How your company can defend itself
As written in this blogpost, a successful whaling attack could cost your company a lot of money and losing the trust of your customers. Defending yourself against whale phishing and all types of phishing should be a priority in your company. So here are some initiatives that your company can take to defend itself.
Educate your employees
A great way to defend your organization from phishing attacks is to instill a good cyber security culture in your company. Not only the those in senior positions should be educated about cybersecurity but everyone in the organization should be made aware of the dangers of phishing. Everyone in the organization should know who to contact in case of suspicious e-mails.
Implement phishing training
It’s important that your team is aware of suspicious e-mails and links, so that they don’t fall victim or provide sensitive information such as bank information, passwords, and usernames to cybercriminals. One way to train your team is by making them aware of what whale phishing is using CyberPilot’s Phishing-training.
Use appropriate privacy settings online.
You could educate your employees about social media. Executives and higher-ups can limit access to their information by setting privacy restrictions on their SoMe accounts. Setting privacy restrictions can prevent cybercriminals from exploiting that information.

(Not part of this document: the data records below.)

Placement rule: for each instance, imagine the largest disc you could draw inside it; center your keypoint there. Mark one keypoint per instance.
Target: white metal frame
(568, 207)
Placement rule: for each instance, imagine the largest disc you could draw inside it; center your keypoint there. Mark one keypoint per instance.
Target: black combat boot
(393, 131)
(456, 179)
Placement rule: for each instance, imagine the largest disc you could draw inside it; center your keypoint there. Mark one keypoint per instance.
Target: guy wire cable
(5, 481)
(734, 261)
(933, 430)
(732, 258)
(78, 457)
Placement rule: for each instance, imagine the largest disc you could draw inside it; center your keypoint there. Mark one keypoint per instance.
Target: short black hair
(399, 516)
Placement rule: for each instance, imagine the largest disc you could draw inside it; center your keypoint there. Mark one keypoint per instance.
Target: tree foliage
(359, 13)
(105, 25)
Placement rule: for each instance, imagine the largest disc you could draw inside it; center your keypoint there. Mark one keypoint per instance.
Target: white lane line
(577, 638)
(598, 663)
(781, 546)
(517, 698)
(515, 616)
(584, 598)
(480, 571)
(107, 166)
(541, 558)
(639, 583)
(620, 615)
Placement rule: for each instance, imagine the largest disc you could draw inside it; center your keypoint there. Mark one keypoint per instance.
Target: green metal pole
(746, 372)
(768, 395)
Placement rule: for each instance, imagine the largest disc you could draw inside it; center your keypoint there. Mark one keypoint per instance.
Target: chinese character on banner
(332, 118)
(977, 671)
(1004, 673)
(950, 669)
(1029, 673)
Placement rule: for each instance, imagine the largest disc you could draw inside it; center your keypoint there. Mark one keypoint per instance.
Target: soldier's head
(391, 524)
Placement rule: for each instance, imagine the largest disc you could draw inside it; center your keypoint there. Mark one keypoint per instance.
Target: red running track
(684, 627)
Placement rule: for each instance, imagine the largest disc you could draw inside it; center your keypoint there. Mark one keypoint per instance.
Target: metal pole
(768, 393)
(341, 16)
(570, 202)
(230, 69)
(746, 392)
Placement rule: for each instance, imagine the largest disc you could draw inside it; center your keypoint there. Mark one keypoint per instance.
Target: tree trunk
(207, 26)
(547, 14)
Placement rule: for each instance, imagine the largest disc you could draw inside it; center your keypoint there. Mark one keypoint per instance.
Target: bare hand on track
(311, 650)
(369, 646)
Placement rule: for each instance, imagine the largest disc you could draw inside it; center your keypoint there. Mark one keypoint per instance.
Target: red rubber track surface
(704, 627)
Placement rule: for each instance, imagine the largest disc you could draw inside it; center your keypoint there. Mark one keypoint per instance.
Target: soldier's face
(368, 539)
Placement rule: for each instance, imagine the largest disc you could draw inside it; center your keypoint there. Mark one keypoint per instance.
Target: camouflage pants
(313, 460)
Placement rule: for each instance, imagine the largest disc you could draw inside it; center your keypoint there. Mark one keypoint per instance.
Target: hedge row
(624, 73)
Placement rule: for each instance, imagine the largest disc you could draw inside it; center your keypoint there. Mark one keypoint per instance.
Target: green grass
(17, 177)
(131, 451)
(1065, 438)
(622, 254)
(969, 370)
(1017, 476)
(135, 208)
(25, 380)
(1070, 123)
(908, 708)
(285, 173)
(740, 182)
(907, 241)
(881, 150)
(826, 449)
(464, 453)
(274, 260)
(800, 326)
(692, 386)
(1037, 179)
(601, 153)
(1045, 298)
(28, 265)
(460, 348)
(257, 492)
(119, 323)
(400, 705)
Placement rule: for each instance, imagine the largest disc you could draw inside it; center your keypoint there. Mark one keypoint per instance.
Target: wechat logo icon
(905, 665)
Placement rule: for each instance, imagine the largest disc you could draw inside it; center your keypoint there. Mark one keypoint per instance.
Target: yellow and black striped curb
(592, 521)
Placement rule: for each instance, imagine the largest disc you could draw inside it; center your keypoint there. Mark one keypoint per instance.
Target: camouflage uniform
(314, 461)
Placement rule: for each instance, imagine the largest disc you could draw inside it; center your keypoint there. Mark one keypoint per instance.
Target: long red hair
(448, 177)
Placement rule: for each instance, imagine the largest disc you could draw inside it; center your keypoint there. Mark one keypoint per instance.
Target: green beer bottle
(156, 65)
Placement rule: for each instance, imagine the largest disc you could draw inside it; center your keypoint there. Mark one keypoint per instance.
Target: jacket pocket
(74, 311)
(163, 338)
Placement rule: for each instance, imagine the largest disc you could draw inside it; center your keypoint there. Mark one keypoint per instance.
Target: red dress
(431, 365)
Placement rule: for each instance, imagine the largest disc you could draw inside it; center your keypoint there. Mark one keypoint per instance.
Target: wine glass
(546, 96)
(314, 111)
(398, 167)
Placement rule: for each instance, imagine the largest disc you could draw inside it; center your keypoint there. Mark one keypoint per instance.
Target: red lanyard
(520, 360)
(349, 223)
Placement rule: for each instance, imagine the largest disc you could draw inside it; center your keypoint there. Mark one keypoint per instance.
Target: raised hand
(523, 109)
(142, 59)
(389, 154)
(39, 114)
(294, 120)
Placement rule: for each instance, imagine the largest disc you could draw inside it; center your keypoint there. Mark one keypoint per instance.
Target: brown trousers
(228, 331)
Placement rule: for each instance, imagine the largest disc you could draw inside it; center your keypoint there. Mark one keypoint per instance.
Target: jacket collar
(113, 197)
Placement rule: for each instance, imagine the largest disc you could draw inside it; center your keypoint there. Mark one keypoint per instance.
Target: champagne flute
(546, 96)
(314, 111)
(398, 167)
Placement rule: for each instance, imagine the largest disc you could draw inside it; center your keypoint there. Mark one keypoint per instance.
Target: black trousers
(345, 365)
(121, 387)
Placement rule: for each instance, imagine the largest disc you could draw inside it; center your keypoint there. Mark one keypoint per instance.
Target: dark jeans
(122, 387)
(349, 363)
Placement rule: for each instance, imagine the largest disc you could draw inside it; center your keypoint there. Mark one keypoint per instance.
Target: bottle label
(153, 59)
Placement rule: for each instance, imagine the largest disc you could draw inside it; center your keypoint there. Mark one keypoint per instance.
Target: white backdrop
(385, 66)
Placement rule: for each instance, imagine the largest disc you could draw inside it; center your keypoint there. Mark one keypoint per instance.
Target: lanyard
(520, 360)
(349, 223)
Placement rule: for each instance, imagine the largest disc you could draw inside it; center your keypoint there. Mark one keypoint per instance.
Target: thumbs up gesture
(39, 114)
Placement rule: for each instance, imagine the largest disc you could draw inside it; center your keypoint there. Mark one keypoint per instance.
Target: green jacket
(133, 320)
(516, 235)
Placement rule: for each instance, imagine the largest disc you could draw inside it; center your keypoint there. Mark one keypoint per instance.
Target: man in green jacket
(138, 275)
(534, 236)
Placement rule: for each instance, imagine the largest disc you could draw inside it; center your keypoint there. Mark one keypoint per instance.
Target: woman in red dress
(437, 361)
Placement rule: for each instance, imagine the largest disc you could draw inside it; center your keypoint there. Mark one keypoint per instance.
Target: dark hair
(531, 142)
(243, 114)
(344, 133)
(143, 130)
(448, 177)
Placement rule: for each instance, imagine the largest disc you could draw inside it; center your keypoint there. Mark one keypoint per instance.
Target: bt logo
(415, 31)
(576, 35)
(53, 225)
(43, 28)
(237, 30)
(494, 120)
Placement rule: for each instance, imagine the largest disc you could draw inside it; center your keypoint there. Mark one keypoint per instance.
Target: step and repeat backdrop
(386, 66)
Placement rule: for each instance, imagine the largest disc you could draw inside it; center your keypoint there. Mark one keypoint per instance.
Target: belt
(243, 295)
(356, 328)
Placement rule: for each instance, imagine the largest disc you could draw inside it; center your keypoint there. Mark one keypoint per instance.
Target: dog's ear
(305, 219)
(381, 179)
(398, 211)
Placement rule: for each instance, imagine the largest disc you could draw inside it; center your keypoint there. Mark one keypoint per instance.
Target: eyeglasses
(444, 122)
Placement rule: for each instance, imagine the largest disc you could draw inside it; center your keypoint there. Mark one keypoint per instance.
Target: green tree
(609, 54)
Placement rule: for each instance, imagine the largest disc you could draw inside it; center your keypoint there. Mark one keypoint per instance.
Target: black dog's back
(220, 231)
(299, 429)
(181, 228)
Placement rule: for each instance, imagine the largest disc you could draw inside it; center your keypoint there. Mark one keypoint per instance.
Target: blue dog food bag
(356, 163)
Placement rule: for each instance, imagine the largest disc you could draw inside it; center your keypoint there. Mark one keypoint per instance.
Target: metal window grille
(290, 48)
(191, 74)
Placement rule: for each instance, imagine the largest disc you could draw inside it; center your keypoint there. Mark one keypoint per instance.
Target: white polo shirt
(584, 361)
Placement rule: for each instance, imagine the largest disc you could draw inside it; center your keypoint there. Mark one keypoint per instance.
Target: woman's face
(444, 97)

Your company’s culture is an integral part of your defense against cybercriminals. Awareness-training is just a part of the puzzle, but it’s also about creating an environment where employees are not afraid of making or reporting mistakes.
You should educate your whole team, not just the higher ups in how to identify these types of attacks. It’s about creating a positive cybersecurity culture in your company that everyone can benefit from. Recognizing phishing attempts is crucial for a company’s security. All it takes is one wrong click.